Religious Persuasion
In an early chapter, Soyinka asks why, during the Vietnam War, nobody tried to draw the whole world into the conflict by, say flying airplanes into buildings in New York City or by blowing up trains in Spain. He tacitly answers this question in the final chapter, titled “I am right; you are dead,” by observing that the Vietnam War concerned a secular ideology. There is a qualitative difference between communist fanatics and religious fanatics. Secular ideologies are grounded in reason, and so will come up against facts that cannot be refuted. The collapse of the Soviet Union is one such fact. But religious ideologies are grounded in an all-knowing, all-seeing, invisible being whose existence is impossible to refute. As a consequence, there is no reason to suppose that such an ideology’s monologue won’t go on forever, no matter how vile.

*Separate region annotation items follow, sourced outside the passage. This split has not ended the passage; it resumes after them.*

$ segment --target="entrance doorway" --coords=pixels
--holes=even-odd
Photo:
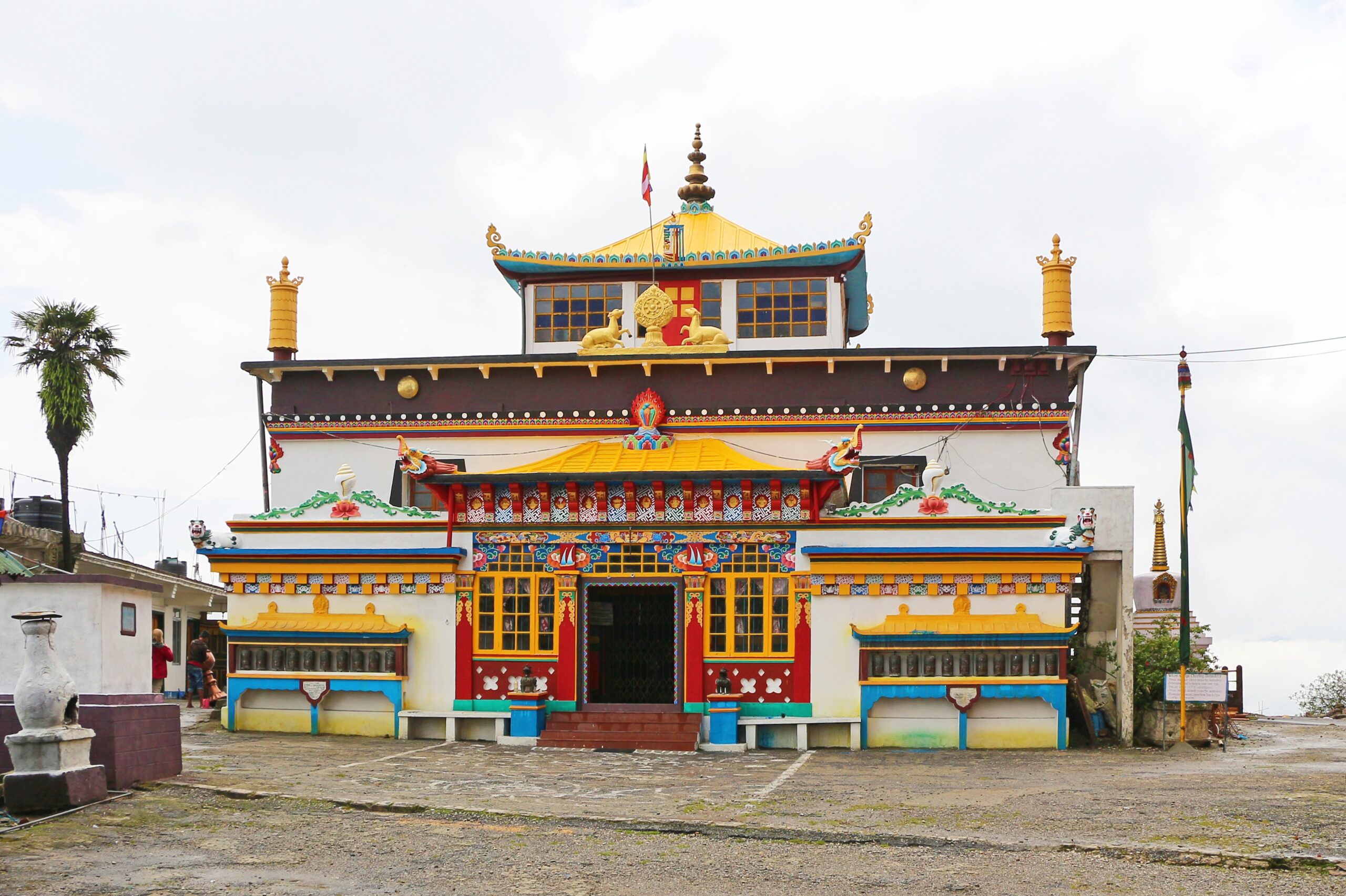
[[[587,585],[588,704],[677,702],[677,587]]]

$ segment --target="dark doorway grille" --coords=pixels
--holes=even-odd
[[[677,588],[584,589],[591,704],[674,704]]]

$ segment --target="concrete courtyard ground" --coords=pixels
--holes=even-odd
[[[1228,753],[677,755],[207,722],[184,732],[180,779],[0,837],[0,880],[34,893],[1346,893],[1326,864],[1346,861],[1346,725],[1241,731]]]

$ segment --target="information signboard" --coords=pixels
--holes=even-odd
[[[1182,700],[1180,675],[1164,675],[1164,700]],[[1187,673],[1189,704],[1222,704],[1229,700],[1229,673]]]

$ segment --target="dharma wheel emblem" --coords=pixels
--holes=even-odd
[[[658,348],[664,342],[664,327],[673,320],[673,300],[658,284],[650,287],[635,300],[635,323],[645,327],[643,348]]]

There is an analogous distinction between the secular persuasion of the academic, which claims an objective and therefore universal point of view and seeks to allow truth to reveal itself on its own terms, and the religious persuasion of the cleric, which claims a subjective (god being the subject) although equally universal point of view and seeks to convert the listener to the truth already embedded in that point of view. In both instances of persuasion, there is the danger that that act of persuasion will be used to assert dominance in a power relationship (but that is easier to counter in the case of an academic).
Storytelling can serve to inoculate us against the poisonous impulse to dominate by offering alternatives to the monologues of persuasion and conversion. Stories can erase power from the author/reader (teller/listener) relationship when they speak to us with compassion and empathy, humour and insight, humility and longing, and with respect for that most elusive of qualities: our innate love of beauty.